Destruição total! Isso, e apenas isso!
_ Esse mundo é um lugar tão ruim
– Khan perguntou, tristemente – que existe apenas ódio em seu interior?
_ Foram vocês que me fizeram
assim! – esbravejou Id, seu Gear avançando – Você e aquela mulher! Admita!
E seu braço esquerdo começou a
golpear o ar diante do Gear de Khan, e tamanho era o poder de sua revolta que
ondas puras de chi vermelho eram liberadas a cada movimento. Khan imediatamente
se pôs em guarda, mas não podia conter efetivamente toda a energia e seu Gear
foi arrastado irresistivelmente para trás, e era claro para todos que ele não
suportaria tal agressão por muito tempo, e nem os amigos de Fei estavam em
condições de vir ao seu auxílio. Suportando como podia a intensidade dos
ataques seguidos, Khan chamou:
_ Argh...! Fei...!! Consegue me
ouvir? Por favor... Receba este meu punho, repleto de memórias que estou dando
a você!
Protegendo-se agora apenas com o
ombro e o braço esquerdo, o Gear de Khan fechou seu punho direito e o ergueu,
enquanto seu mestre prosseguia murmurando:
_ Torne-se um... Consigo mesmo...
e comigo!
Afastando as ondas de chi como
podia com uma das mãos, o Gear branco de Khan avançou em meio ao ataque,
procurando uma abertura. E a bordo de Heimdall, apressando os reparos de
emergência como podia, Citan chamou:
_ Fei!! Para onde o verdadeiro de
você foi? Lembre-se! Você não ia salvar Elly?
No vazio de sua mente, Fei flutuava à deriva. Não fazia qualquer
movimento, sequer abria seus olhos. Estava entregue como uma folha solta na
maré, flutuando na onda irresistível que eram os sentimentos e impulsos
violentos de seu outro ‘eu’, e agora as coisas começavam a fazer sentido. Ao
menos, ele sentia compreender.
“Sim...
Isso é o interior de Id. Um mundo cheio de ódio e tristeza. É tudo o que existe
aqui. Sim... Agora eu entendo, Id.
Por que você odeia o mundo. Por que não existe nada dentro de você...
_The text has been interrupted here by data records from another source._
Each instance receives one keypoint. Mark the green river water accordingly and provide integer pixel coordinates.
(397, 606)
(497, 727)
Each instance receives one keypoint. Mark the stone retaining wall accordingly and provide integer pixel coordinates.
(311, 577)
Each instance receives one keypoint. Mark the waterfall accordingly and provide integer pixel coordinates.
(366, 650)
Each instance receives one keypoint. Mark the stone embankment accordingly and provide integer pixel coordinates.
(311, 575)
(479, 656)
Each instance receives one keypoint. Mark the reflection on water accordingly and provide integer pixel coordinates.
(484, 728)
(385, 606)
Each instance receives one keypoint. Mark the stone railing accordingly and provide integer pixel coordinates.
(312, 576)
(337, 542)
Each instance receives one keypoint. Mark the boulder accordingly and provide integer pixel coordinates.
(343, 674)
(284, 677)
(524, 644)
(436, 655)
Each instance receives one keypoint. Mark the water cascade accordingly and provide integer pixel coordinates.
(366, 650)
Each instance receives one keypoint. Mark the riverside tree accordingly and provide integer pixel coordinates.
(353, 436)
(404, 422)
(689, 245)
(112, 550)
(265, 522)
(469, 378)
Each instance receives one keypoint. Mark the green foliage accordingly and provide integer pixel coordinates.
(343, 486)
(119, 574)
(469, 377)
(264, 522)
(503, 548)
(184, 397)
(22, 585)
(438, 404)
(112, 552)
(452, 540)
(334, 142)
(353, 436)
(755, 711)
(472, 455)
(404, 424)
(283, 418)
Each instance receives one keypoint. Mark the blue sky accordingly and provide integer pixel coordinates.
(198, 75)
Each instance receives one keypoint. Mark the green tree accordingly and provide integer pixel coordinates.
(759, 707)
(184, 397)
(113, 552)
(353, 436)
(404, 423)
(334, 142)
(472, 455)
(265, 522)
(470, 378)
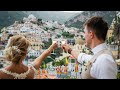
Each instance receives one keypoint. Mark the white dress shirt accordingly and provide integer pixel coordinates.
(104, 67)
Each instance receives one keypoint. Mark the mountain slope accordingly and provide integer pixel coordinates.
(9, 17)
(80, 19)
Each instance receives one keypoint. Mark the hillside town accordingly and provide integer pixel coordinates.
(40, 33)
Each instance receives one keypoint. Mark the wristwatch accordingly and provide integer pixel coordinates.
(69, 50)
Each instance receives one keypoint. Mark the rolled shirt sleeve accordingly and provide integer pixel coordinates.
(83, 57)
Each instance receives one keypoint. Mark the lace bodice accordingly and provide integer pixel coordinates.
(19, 76)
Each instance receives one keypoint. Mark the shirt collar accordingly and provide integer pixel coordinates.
(99, 48)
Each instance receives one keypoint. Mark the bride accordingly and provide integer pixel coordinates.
(15, 52)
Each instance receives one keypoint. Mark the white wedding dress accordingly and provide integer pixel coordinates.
(19, 76)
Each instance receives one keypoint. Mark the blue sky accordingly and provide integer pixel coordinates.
(72, 11)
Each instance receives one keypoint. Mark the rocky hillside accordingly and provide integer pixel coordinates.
(9, 17)
(79, 20)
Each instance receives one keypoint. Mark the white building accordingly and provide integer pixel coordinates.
(34, 53)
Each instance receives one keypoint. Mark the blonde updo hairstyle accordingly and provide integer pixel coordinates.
(16, 48)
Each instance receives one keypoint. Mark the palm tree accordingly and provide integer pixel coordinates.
(117, 31)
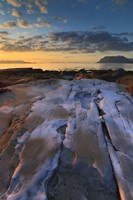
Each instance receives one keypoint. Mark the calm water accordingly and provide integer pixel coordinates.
(69, 66)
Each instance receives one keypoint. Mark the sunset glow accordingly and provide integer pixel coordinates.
(43, 31)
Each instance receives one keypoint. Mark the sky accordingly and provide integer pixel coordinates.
(65, 30)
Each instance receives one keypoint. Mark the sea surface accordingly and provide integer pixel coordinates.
(69, 66)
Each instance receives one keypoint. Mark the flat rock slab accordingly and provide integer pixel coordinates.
(66, 140)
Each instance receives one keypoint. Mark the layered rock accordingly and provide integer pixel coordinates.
(64, 140)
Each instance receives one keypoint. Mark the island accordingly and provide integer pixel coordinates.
(115, 59)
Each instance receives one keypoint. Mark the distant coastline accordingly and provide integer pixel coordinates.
(115, 59)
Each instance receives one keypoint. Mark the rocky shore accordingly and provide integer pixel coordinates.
(65, 136)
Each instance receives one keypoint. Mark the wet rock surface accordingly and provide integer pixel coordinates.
(66, 140)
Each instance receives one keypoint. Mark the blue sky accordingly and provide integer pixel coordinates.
(72, 26)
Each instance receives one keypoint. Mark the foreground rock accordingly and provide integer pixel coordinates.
(63, 140)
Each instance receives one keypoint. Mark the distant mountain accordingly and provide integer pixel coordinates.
(115, 59)
(13, 62)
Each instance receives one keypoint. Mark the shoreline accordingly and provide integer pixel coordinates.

Nada... Nada foi dado a você... Privado... de todas as memórias felizes...”
Fei sabia que
estava acabado. Não tinha forças e, agora, sequer a vontade para lutar e
impedir a absorção por parte do outro. E afinal, de que adiantava resistir? Se
havia tão pouco dentro de si mesmo... Se não tinha como mostrar algo melhor...
Talvez Id tivesse razão.
“Ainda
assim... A sensação é agradável... É quase bom... Agora eu entendo...! Não há
necessidade de resistir. Eu, originalmente, fui só uma existência que foi
criada como uma cobertura para esconder Id. Então, seria melhor voltar para
aquele lugar... Vamos juntos... Apagar tudo... Incluindo a nós mesmos...!”
Uma súbita
sensação de consciência o alcançou de repente, uma maré de frio e lucidez em
meio ao calor de seus próprios sentimentos, como se alguém tivesse aberto uma
janela ou ligasse sobre seu rosto uma luz intensa, e uma voz familiar o chamou.
Lembre-se!
Você não ia salvar Elly?
“Elly? É isso
mesmo...! Elly...!”
Seus olhos se
abriram e ao dar conta de si mesmo, Fei deixou de flutuar à deriva. Não podia
deixar terminar ainda. Não estava acabado, e tinha assuntos a concluir.
_ Eu tenho que
salvar Elly!
Repentinamente, ele percebeu não estar mais no vazio
de sua mente. Estava num aposento diferente, fechado, escuro, um recesso
vagamente familiar de sua mente.
“O que é esse lugar...?”
Havia uma tela enorme diante de si, como a tela de
um cinema. O filme sendo exibido, porém, era curto e repetia-se
incessantemente. Um garotinho jogava uma bola para uma mulher adulta,
provavelmente sua mãe. Ela a devolvia, e ele a deixava escapar. Rindo, ele
corria atrás dela...
... e o filme voltava ao momento em que a mãe
recuperava a bola. Sempre a mesma cena, repetida vez após a outra. E Fei
percebeu um garotinho sentado no chão, assistindo. Um garotinho idêntico ao
mostrado no filme, e muito familiar.
_ O que é que ele fez agora?! – veio outra voz por
trás dele – Ele só te chamou aqui pra proveito próprio...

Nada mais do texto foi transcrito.